While the affair between Dino and Maria could have been so Mills and Boon-ish, it peters out rather tepidly. Dino manages to take Maria to Venice, but his catch is guarded by Frances. So, his conquest is not made on the first trip. But Maria is intrigued and wants to get involved with the rich prince. If the director had shown her being attracted to the handsome man, I could have understood her plotting and planning. But from the very beginning, Maria is shown to be interested in his riches. She queries about his palace and is visibly pleased to know that he is not married. She takes a dirty route to gain his affection. I would rather call it ensnaring. She connives appropriately to learn his taste in music, in art, in food and even tries to show that she loves playing the piccolo. While I had begun thinking that Maria is a pretty damsel, at this point I don't quite like her. She looks manipulative and behaves more so. When Dino's mother reads into her plans, I clap and want Maria to shown the door. The flicks on her forehead are given to make her look as waif-like and innocent as Audrey Hepburn, but girl, you have a long way to go!
After all these manoeuvrings when she does admit to Dino that she has been untrue so far, I really love it that Dino is displeased with her. So, when Shadwell reasons with him that he should forgive Maria and go meet her, I feel like screaming, WHY??? This couple too, though is the lead, fails to touch my heart...
The ending too is rather lame and abrupt. While Anita and Maria are leaving for the US, they are reunited with their partners. But does that mean that they stay back? Do they realise that Rome isn't that bad... What happens actually? Questions, questions, question, galore...

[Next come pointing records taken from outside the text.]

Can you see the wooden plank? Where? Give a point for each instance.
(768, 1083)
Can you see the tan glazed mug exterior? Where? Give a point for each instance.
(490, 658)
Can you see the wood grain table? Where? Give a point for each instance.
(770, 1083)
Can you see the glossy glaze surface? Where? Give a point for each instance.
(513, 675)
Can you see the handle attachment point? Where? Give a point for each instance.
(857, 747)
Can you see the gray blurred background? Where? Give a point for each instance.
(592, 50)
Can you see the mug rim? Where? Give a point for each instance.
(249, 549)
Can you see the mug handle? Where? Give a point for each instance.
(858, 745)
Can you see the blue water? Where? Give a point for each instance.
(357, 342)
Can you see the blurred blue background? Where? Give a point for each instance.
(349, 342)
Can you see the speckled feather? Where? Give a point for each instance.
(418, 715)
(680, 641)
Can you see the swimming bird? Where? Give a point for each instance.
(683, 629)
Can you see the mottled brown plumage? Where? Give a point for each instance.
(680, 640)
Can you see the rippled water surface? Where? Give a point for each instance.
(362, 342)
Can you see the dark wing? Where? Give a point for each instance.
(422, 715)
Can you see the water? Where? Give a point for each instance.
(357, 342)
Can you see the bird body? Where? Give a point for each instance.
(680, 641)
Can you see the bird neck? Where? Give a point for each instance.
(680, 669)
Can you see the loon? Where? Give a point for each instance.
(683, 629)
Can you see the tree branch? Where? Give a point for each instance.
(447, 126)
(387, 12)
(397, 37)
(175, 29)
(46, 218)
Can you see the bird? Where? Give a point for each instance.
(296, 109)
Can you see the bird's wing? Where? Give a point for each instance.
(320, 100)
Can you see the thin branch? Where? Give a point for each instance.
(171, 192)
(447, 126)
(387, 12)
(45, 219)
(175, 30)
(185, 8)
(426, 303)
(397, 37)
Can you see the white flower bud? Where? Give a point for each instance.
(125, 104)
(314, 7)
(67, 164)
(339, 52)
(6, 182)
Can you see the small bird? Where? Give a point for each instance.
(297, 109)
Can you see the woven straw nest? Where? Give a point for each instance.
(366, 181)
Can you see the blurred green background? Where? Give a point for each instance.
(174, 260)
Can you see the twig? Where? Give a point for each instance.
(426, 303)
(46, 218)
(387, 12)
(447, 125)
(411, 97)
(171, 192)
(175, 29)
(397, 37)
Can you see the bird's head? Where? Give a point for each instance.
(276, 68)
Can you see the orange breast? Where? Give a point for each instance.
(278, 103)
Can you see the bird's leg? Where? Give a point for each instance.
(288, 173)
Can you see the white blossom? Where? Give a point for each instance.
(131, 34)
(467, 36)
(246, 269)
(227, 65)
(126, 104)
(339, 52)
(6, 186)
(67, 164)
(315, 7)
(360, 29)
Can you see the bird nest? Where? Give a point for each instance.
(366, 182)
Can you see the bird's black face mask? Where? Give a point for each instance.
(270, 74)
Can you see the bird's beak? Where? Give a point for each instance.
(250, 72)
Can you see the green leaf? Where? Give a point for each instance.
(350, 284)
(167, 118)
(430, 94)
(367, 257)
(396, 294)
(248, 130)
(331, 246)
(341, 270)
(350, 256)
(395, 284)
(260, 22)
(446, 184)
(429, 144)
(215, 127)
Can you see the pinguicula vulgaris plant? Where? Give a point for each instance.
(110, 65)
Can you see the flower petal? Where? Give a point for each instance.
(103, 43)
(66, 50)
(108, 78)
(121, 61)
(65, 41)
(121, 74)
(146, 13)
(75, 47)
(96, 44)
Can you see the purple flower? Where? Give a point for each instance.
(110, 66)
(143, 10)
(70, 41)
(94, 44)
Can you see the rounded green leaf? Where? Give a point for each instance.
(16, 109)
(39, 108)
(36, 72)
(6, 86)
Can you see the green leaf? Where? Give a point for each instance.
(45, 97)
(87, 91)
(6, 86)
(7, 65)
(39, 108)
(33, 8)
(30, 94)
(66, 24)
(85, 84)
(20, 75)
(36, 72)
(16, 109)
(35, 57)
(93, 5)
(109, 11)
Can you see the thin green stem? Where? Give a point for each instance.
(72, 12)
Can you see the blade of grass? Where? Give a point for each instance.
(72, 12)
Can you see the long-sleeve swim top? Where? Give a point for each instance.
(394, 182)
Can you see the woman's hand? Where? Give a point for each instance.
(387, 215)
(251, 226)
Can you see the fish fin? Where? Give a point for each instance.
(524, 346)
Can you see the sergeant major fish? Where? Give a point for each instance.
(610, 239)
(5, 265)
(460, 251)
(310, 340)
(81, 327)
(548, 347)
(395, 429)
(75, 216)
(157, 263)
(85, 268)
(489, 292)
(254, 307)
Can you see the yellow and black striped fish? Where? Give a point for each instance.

  1. What a coincidence. Just the other day, I was thinking I must rewatch Three Coins in the Fountain and do a review of it! I agree with a lot of what you wrote - this film promised more than it delivered. The Jean Peters-Rossano Brazzi romance was my favourite too; the others lacked sincerity.

    On the other hand, I DO like both Louis Jourdan and Rossano Brazzi a lot (those European men! Where would Hollywood have been without them?!). Frank Sinatra's title song is a very old favourite of mine. And Rome - ah, Rome is far better than Paris, for me. I've never really wanted to go back to Paris, but I've often told my husband that I'd love to return to Rome, it's such a wonderful city.

  2. @Dustedoff: Yes, European men have a class and finesse to them that I guess the American lack!! And yes, Rome shall always pull me!!

  3. I am 29 years old and just watched this film for the first time. I am shocked that this film got such a harsh rating from you. I think this movie is a true classic and should be enjoyed by everyone.

  4. @Anonymous: You really have to watch plenty of classics before you find the flaws in this one. Anyways, to each his own I guess :) Thanks for the comment.